「第14話 - 隠されたスキルの秘密」
「じゃあ、なんで私に声をかけたのですか?」
アキトは疑問を投げかける。美女は微笑み、答えた。
「私のスキルは、人の稼ぐ力がわかるというものなんです」
アキトは内心で苦笑した。嘘は言ってないけど、本当でもない。彼は『スキルのことがよく分かるスキル』を使ったときに、会場の中で一番たくさんのスキルを持っていたのがこの女性だと気づいていた。確かに『人の稼ぐ力がわかるスキル』を持ってはいるが、それがすべてのスキルだといわれたら違う。ミスリーディングだ。実際、保有しているスキルが多すぎてどんなスキルを持っているか確認しきれていないくらいだ。
「たくさん魔法付きの矢をお持ちですし、かなり稼がれているのでは?」
美女の問いかけに、アキトは戸惑いを隠せない。
「いえ...私自身はフリーアルバイターでして...」
アキトは正直に答えた。矢自体はスキルで増やしてきたものだ。転売すれば稼げるのではないかと言われそうだが、ストアの店員に、そういうことをしてお金を儲けたらダメだと忠告されていた。
「あら......富裕層の方ではありませんでしたか。なら、冒険者になればきっと稼げる...そういう力をお持ちだと思います」
美女は自信たっぷりに言う。アキトは内心で溜息をついた。
(正直、稼げることは期待しているけど......まぁ、それを話してもしょうがないか)
美女がまた、質問をしてくる。
「どういうスキルをお持ちなんです?」
「......弓を打ったら3つに分裂するスキルです」
なんだ、相手が嘘か本当か微妙なことを言ったから、自分もそういうことを言いたくなっちゃったじゃないか。本当は『矢をたくさん打てるスキル』なのに。
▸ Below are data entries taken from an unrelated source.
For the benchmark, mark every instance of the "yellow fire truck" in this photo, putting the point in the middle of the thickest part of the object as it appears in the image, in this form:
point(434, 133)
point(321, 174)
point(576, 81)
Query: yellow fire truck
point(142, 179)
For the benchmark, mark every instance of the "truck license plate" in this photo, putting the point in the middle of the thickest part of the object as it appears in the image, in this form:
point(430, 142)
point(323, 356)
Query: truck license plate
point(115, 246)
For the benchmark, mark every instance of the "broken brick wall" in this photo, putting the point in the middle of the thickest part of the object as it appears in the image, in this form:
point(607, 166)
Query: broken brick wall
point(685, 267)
あ、やべ、この人嘘がわかるスキルとか持ってないよね?俺は金森のスキルを横目で確認する。
「何か空中に浮かんでる文字でも読んでます?」
「いえ、む、虫が飛んでたもので」
「そうですか...わかりました。ありがとうございます。実技の方もスカウトの人間は見学できるんですよ。活躍を楽しみにしてますね」
そう言って、彼女は去っていった。アキトは複雑な心境で、彼女の後ろ姿を見つめていた。